Der Antragsteller hält dies für wettbewerbswidrig und führt dazu an, dass die Fundstellen der Testurteile nur schlecht oder gar nicht lesbar seien; hierdurch werde dem Verbraucher eine Information vorenthalten, die er benötige, um eine informierte Entscheidung zu treffen.

Eine Abmahnung der Antragsgegnerin vom 23.11.2011 blieb erfolglos.

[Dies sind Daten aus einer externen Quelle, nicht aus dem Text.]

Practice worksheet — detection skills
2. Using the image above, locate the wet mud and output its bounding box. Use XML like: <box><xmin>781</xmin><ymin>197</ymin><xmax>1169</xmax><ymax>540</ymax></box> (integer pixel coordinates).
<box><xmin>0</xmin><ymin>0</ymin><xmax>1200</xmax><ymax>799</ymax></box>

Unter dem 05.12.2011 hat der Antragsteller daraufhin den Erlass einer einstweiligen Verfügung beantragt, mit der der Antragsgegnerin hatte untersagt werden soll,

im geschäftlichen Verkehr im Zusammenhang mit der Werbung für die Erbringung von Dienstleistungen für private Krankenversicherungen mit der Wiedergabe von Testurteilen (gemäß Anlage ...) zu werben, ohne die Fundstelle der Veröffentlichung der Tests in deutlich lesbarer Druckgröße wiederzugeben.

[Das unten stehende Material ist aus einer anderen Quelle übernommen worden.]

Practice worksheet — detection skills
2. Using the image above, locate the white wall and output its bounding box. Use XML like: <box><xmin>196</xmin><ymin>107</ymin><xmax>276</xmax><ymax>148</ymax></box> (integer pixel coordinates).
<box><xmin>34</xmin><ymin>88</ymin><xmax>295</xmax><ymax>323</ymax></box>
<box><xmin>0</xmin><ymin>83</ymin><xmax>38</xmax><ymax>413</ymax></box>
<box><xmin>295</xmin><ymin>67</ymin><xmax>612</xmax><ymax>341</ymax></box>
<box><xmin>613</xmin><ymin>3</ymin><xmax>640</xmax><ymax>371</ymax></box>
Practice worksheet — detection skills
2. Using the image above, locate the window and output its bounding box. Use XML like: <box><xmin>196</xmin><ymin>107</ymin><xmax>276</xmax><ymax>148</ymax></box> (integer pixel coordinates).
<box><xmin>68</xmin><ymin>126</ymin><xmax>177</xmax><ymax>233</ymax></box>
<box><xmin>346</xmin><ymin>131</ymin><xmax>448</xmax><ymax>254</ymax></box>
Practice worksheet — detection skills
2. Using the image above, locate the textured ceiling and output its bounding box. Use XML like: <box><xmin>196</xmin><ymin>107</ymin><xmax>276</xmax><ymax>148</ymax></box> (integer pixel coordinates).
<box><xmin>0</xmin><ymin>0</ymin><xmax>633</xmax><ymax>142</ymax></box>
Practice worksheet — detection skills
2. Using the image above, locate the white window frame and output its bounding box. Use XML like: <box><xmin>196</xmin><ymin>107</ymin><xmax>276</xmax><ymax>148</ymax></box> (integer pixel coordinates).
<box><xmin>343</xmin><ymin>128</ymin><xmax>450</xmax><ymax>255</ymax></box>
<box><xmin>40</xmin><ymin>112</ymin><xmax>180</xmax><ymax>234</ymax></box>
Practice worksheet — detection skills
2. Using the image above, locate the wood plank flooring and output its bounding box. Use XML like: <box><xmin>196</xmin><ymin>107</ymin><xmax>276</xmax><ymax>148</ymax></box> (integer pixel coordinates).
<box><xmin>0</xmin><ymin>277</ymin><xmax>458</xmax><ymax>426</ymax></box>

Das Landgericht hat den Antrag auf Erlass der einstweiligen Verfügung zurückgewiesen. In seiner Beschwerde wiederholt der Antragsteller seine Positionen, hat aber das angestrebte Verbot modifiziert.


II.

Die statthafte sowie form- und fristgerecht eingelegte sofortige Beschwerde (§ 567 ZPO) ist begründet.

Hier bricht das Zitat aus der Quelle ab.